Эми села ступенькой ниже, съежившись с несчастным видом, с большим мешком на коленях, словно беженка.

— Августа здесь нет, — сказала она.

— Да, это так. Мы… мы сами точно не знаем, где он. Эми, теперь все будет хорошо. Не волнуйся.

— Нет, — мягко возразила девушка. — Теперь уже никогда не будет хорошо. — Она подняла глаза на Вайолет. — Он сбежал?

— Думаю, что да. — Вайолет обняла Эми одной рукой. — Но, может быть, он вернется, возможно… — Она отвела в сторону волосы Эми, которые прямыми прядями печально занавешивали ей лицо. — Сейчас иди домой и не тревожься, все обойдется, все к лучшему, вот увидишь.

При этих словах плечи Эми вздрогнули, и она медленно и грустно вздохнула.

— Я не могу пойти домой, — сказала она, тоненьким плачущим голоском. — Отец меня выгнал. Выставил на улицу. — Медленно, словно против воли, она с рыданиями уткнулась в колени Вайолет. — Я пришла не для того, чтобы надоедать Августу. Нет. Мне все равно, он был такой чудесный, такой добрый, да-да, и я бы снова сделала то же самое и не стала бы его беспокоить, только мне некуда идти. Совсем некуда.

— Ну-ну, — утешала ее Вайолет. — Все хорошо, все хорошо — Она обменялась взглядом с Норой, глаза которой тоже наполнились слезами. — У тебя есть крыша над головой. Конечно же, есть. Ты останешься здесь, вот и все. Я уверена, твой отец передумает, старый он дуралей, ты пробудешь здесь столько, сколько понадобится. Не плачь больше, Эми, не надо. А ну-ка. — Вайолет достала из рукава платок с кружевной каймой и, заставив девушку поднять лицо и утереть слезы, посмотрела ей прямо в глаза, желая приободрить. — Ну, вот. Так-то лучше. Ты пробудешь здесь столько, сколько захочешь. Годится?

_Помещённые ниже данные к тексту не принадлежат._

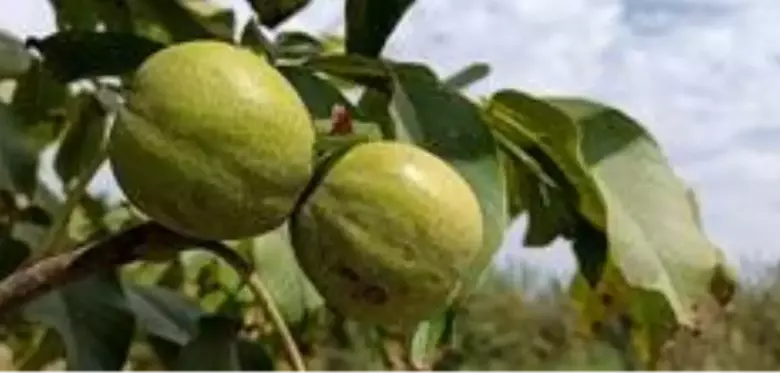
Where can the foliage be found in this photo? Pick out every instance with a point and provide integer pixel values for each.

— Да. — Только это Эми смогла пропищать в ответ, но плечи ее перестали вздрагивать. Она пристыжено улыбнулась. Нора и Вайолет улыбнулись в ответ. — Ой! — воскликнула она, шмыгая носом. — Чуть не забыла. — Дрожащими пальцами она попыталась развязать свой мешок, потом снова утерла лицо и вернула промокший платок Вайолет, от которого толку все равно было мало, и, наконец, развязала мешок. — Какой-то человек попросил меня передать это вам. Когда я шла сюда. — Она покопалась в своих вещах. — Мне он показался настоящим сумасшедшим. Он сказал: если люди не в состоянии соблюдать условия сделки, то с ними вообще не стоит связываться. — Наконец она достала и вложила в руки Вайолет шкатулку, на крышке которой, изготовленной из разных пород дерева, была изображена королева Виктория и Хрустальный дворец. — Может быть, он шутил, — продолжала Эми. — Смешной, похожий на птицу мужчина. Он мне подмигнул. Это ваше?

Вайолет взяла шкатулку и по весу определила, что внутри лежат карты или что-то в этом роде.

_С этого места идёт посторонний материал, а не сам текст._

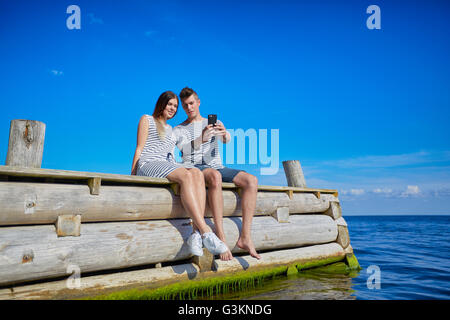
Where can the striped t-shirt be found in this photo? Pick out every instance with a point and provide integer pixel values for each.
(207, 154)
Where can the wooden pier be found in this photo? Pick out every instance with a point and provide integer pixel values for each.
(53, 222)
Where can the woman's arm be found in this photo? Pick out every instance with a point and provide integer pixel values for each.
(141, 139)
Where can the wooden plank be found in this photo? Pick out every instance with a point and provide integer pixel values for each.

— Не знаю, — сказала она. — Я и вправду не знаю.

В этот момент со стороны веранды послышались шаги, и все трое замолчали. Кто-то взобрался по лестнице с хлюпаньем, как будто обувь была совсем промокшей. Эми вцепилась в руку Норы, а Нора схватила за руку Вайолет. Пружина входной двери певуче проскрипела, и на туманном овальном стекле возникла какая-то фигура.

Дверь распахнул Оберон. На нем были болотные сапоги и старая шляпа Джона с прилипшими к ней насекомыми. Насвистывая песенку о том, как упрятать все беды в старый ранец, он вошел в холл, но остановился, когда увидел трех женщин, неизвестно почему прижавшихся друг к дружке на ступеньках лестницы.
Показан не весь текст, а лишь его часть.